森見さんの初期大学生三部作は、濃くて暑苦しい感じの一作目から、二作目、三作目となるにつれ、ポップで軽やかになってゆく印象があるのですが、アニメ版の『四畳半』が原作よりポップな印象になっているのは、よりポップな『夜は短し』に繋がる印象を意識したからです。

実際『四畳半』が終わってから上田さんと映画化の準備はしていて、監督は別の方を立てる予定でしたが、立ち消えになって。あちこち放浪して再び僕のところに回ってきたので、逃してなるものかと、一気呵成に作った感じになりましたね。

一度映画化を睨んで準備していたこともあって下地はすでにあり、タイトなスケジュールでも作りきることができました。間に合わせるよう、自分で脚本やキャラ原案の上がりの催促もやってました。キャラクターも重なっているし、『四畳半』あってのこの企画なので、できる限り同じスタッフ、同じ絵柄で作ることにしたんですが、問題はこれも4つのエピソードで構成されていて、表題のように夜歩いているエピソードはひとつだけだったというところ。

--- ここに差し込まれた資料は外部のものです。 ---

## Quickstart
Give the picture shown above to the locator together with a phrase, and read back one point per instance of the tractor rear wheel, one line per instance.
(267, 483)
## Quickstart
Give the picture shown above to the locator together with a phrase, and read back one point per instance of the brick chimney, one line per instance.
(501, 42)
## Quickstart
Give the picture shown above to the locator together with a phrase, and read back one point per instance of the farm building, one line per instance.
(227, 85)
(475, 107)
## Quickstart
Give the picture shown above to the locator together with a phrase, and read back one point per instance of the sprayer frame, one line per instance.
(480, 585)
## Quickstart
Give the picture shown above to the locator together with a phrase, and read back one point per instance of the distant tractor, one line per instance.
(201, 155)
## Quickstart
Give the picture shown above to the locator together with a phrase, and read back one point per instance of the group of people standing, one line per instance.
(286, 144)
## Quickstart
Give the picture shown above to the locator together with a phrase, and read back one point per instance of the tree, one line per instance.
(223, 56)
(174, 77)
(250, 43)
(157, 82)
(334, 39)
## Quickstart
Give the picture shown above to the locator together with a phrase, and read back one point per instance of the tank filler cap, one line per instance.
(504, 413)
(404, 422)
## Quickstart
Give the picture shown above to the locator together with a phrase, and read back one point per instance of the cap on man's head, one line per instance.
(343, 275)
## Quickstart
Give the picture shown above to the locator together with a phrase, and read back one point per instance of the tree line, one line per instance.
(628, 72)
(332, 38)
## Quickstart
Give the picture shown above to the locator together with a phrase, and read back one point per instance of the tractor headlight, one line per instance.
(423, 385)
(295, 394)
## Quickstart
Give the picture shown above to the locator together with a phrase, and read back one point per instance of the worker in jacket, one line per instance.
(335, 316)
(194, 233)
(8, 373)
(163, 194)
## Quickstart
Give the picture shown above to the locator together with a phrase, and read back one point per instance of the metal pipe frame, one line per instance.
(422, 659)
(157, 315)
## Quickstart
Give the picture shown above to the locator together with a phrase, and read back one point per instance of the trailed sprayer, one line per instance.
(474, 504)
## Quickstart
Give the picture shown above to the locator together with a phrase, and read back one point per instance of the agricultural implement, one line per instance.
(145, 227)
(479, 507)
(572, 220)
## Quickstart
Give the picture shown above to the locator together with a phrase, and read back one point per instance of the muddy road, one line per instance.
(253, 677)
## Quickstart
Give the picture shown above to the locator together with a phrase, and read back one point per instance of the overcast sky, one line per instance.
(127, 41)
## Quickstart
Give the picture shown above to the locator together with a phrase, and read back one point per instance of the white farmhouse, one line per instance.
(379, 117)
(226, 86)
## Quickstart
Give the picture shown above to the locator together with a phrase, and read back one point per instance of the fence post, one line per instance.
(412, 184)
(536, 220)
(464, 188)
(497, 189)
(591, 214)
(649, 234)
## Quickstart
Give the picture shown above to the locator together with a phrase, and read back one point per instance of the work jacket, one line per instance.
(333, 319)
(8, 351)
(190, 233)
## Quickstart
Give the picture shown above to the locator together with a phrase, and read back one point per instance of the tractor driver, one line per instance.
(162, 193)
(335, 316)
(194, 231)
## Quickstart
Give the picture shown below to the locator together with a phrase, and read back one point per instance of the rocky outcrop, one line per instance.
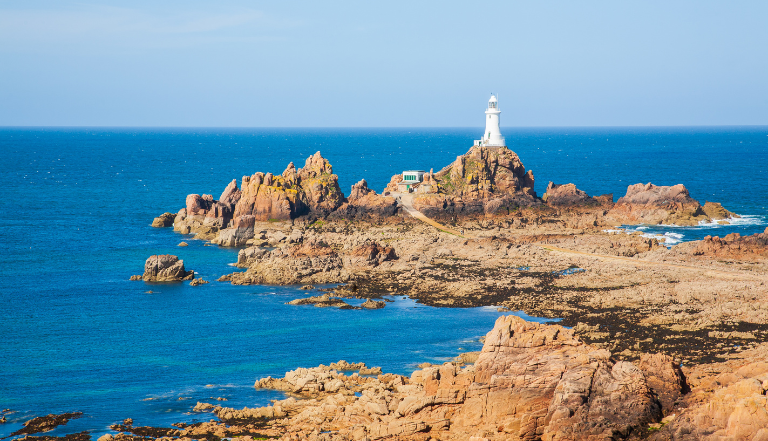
(364, 203)
(239, 234)
(373, 304)
(530, 382)
(728, 401)
(322, 301)
(717, 212)
(165, 268)
(734, 246)
(313, 188)
(262, 197)
(665, 378)
(565, 195)
(651, 204)
(374, 253)
(310, 261)
(164, 220)
(484, 181)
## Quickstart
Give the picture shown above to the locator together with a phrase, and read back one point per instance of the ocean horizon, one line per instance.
(78, 336)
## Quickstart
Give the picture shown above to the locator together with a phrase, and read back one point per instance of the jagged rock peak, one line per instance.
(360, 190)
(315, 166)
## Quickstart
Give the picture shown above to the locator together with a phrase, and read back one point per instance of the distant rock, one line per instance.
(565, 195)
(364, 203)
(322, 301)
(716, 211)
(165, 268)
(239, 234)
(734, 246)
(373, 304)
(484, 181)
(164, 220)
(312, 188)
(653, 204)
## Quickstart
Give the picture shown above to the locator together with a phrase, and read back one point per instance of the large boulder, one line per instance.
(365, 203)
(240, 233)
(164, 220)
(734, 246)
(165, 268)
(484, 181)
(530, 382)
(652, 204)
(312, 188)
(535, 381)
(565, 195)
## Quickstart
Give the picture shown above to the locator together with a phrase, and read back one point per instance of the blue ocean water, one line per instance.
(77, 335)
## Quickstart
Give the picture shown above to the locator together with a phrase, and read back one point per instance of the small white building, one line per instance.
(492, 136)
(410, 179)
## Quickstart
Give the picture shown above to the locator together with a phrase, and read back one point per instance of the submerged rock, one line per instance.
(531, 381)
(165, 268)
(164, 220)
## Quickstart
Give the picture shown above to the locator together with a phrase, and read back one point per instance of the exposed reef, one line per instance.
(164, 268)
(529, 382)
(637, 310)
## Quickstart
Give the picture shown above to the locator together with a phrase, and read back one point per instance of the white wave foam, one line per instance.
(668, 238)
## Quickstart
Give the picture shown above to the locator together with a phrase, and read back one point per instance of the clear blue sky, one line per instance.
(367, 64)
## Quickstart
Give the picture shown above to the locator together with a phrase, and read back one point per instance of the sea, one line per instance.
(77, 335)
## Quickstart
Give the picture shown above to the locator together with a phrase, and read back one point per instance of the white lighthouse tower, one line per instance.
(492, 136)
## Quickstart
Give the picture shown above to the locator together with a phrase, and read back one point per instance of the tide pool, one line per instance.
(78, 336)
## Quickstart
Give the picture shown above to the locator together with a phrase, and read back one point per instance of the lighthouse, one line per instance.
(492, 136)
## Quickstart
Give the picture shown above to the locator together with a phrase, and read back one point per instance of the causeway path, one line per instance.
(406, 199)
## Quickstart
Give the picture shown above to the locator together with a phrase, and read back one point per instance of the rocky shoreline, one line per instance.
(530, 382)
(631, 311)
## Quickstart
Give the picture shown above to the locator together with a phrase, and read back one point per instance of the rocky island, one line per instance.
(652, 341)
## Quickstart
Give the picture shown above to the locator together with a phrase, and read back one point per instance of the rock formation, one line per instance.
(485, 180)
(364, 203)
(313, 188)
(165, 268)
(530, 382)
(716, 211)
(164, 220)
(565, 195)
(653, 204)
(262, 197)
(734, 246)
(311, 261)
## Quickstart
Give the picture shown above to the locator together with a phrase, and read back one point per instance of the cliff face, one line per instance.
(654, 204)
(485, 180)
(313, 188)
(530, 382)
(364, 203)
(263, 197)
(734, 246)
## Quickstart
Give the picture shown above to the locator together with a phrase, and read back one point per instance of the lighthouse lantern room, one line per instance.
(492, 136)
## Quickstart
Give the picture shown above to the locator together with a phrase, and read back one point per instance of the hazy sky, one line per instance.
(412, 63)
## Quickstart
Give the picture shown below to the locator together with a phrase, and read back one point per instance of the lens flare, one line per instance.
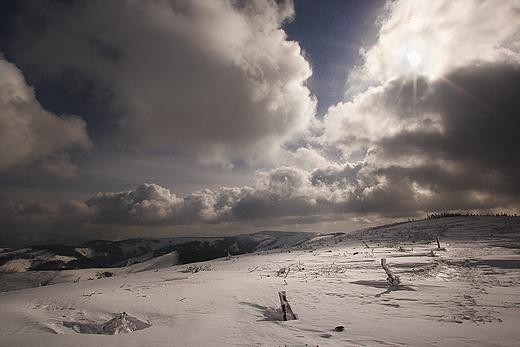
(414, 58)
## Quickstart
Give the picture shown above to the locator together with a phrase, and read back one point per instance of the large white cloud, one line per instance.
(217, 78)
(30, 136)
(436, 130)
(440, 135)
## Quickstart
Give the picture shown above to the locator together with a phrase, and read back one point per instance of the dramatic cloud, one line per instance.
(430, 124)
(437, 132)
(217, 78)
(31, 137)
(436, 37)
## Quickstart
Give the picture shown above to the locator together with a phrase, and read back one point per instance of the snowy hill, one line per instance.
(464, 293)
(43, 264)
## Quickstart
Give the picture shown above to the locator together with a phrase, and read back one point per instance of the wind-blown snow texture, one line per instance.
(462, 294)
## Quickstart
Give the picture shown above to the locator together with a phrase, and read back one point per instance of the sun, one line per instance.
(414, 58)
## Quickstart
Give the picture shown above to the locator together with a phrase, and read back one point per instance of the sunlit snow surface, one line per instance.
(465, 295)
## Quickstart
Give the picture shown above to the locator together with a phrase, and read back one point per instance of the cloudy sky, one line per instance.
(128, 118)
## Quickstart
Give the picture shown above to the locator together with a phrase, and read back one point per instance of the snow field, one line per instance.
(465, 295)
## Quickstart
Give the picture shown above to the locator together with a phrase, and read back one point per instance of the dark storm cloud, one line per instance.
(437, 130)
(32, 139)
(217, 78)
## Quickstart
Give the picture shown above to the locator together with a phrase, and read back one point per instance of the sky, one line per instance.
(193, 117)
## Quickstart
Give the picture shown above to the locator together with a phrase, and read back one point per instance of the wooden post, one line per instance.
(393, 279)
(286, 308)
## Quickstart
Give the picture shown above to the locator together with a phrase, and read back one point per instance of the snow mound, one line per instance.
(121, 323)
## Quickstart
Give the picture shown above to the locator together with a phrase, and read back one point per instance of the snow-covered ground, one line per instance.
(464, 294)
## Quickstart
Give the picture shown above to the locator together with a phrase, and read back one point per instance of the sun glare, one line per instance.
(414, 58)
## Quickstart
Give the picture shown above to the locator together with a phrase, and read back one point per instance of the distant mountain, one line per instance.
(107, 254)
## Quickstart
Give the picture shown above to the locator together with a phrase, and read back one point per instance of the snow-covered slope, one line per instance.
(465, 293)
(102, 254)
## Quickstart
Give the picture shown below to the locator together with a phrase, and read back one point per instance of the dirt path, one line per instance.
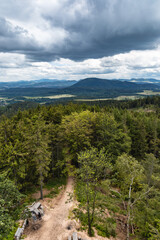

『夜は短し歩けよ乙女』Blu-ray&DVD発売中 発売元:東宝/フジテレビ 販売元:東宝
(C)森見登美彦・KADOKAWA/ナカメの会

── でも、アニメではずーっと歩いていますよね?

湯浅 歩かせたんです(笑)。というのも劇場用のアニメの場合、4つの話をそのままオムニバス構成にすると、絶対満足度にバラツキが生まれると考えたんです。「1話目は良かったけど、他はダメ」とか。そういう事態を避けるためにも、90分でひとつの話にした方が満足度が高くなる、。4つの話の満足度が足し算になると考えたわけです。観客に一番楽しんでもらえる映画の構成を選んだ結果、主人公をひと晩中歩かせ続けることにして、4つを一晩の話にしたんです。

原作からの変わりように原作者も絶句!?

── 原作者の森見さんや、彼のファンの方々はどういう反応でした?

湯浅 やっぱりというか、賛否両論でもありましたね。「大胆でいい」という人もいれば、全体の雰囲気が「森見さんの作品じゃない」という人もいた。森見さん自身も試写会に来て絶句してましたから。

── 絶句、ですか?

湯浅 そう。僕は4つまとめたとはいえ、森見さんのテイストで作ったつもりだったんですが……。森見さんは「よし! 何があっても褒めよう」という覚悟で試写に臨んだにもかかわらず絶句でしたからね。

どうでしたか?と僕が尋ねたら「あああああ」という感じだったし、後から聞いた話では「自分の作品がこうなるんだとショックだった」とおっしゃっていたって。森見さんはいつも正直に感想を述べてくださるので面白いんですけどね。原作が好きだという出演者の方々の感想も気になったし、原作者の方の本音はもちろん気になる。しばらくして、「慣れてきた。これも良かった」という感想は森見先生からもいただけましたけど。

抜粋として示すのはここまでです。